We first address petitioner's contention that the two non-statutory aggravating factors were impermissibly duplicative. The Fifth Circuit reasoned that "[t]he plain meaning of the term 'personal characteristics,' used in [nonstatutory aggravator] 3(C), necessarily includes 'young age, slight stature, background, and unfamiliarity,' which the jury was asked to consider in 3(B)." 132 F. 3d, at 250. The problem, the court thought, was that this duplication led to "double counting" of aggravating factors. Following a Tenth Circuit decision, United States v. McCullah, 76 F. 3d 1087, 1111 (1996), the Fifth Circuit was of the view that in a weighing scheme, "double counting" has a tendency to skew the process so as to give rise to the risk of an arbitrary, and thus unconstitutional, death sentence. 132 F. 3d, at 251. In the Fifth Circuit's words, there may be a thumb on the scale in favor of death "[i]f the jury has been asked to weigh the same aggravating factor twice." Ibid.

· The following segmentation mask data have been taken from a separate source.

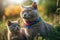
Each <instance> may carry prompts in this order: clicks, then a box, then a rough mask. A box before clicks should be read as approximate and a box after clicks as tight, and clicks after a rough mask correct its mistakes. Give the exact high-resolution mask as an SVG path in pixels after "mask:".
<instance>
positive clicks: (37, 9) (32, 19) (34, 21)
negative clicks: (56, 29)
mask: <svg viewBox="0 0 60 40" xmlns="http://www.w3.org/2000/svg"><path fill="white" fill-rule="evenodd" d="M23 9H24V10H23V11H22V12H21V13H20V15H21V18H22V19H23V22H24V27H25V28H26V29H27V32H28V34H29V35H30V37H29V39H30V40H33V39H34V37H35V36H42V37H43V39H44V38H48V36H49V33H50V32H52V31H53V27H52V25H50V24H48V23H46V22H44V21H43V20H42V18H41V17H40V16H39V12H38V8H37V4H36V2H33V4H32V6H25V7H23Z"/></svg>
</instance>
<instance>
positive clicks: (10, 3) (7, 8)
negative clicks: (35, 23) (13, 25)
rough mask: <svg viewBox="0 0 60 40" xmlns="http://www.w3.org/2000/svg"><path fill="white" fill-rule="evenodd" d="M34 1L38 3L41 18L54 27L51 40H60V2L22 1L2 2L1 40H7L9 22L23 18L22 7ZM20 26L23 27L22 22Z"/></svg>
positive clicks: (58, 1)
mask: <svg viewBox="0 0 60 40" xmlns="http://www.w3.org/2000/svg"><path fill="white" fill-rule="evenodd" d="M19 1H21V0H19ZM34 1H35V2H37V5H38V11H39V15H40V17H41V18H42V19H43V20H44V21H46V22H47V23H49V24H51V25H53V27H54V31H53V34H51V36H50V40H60V0H26V1H24V0H22V1H21V2H20V3H19V2H14V3H9V1H6V0H0V40H7V20H12V21H13V20H17V19H19V18H21V17H20V12H21V7H20V5H24V6H27V5H28V6H29V5H31V4H32V3H33V2H34ZM11 2H12V1H11ZM26 2H27V3H26ZM20 25H21V26H23V22H22V20H21V24H20Z"/></svg>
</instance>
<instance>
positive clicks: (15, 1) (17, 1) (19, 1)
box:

We have never before held that aggravating factors could be duplicative so as to render them constitutionally invalid, nor have we passed on the "double counting" theory that the Tenth Circuit advanced in McCullah 13 and the Fifth Circuit appears to have followed here. What we have said is that the weighing process may be impermissibly skewed if the sentencing jury considers an invalid factor. See Stringer v. Black, 503 U. S. 222, 232 (1992). Petitioner's argument (and the reasoning of the Fifth and Tenth Circuits) would have us reach a quite different proposition—that if two aggravating factors are "duplicative," then the weighing process necessarily is skewed, and the factors are therefore invalid.

Even accepting, for the sake of argument, petitioner's "double counting" theory, there are nevertheless several

13 The Tenth Circuit, in a decision subsequent to McCullah, has emphasized that factors do not impermissibly overlap unless one "necessarily subsumes" the other. Cooks v. Ward, 165 F. 3d 1283, 1289 (1998).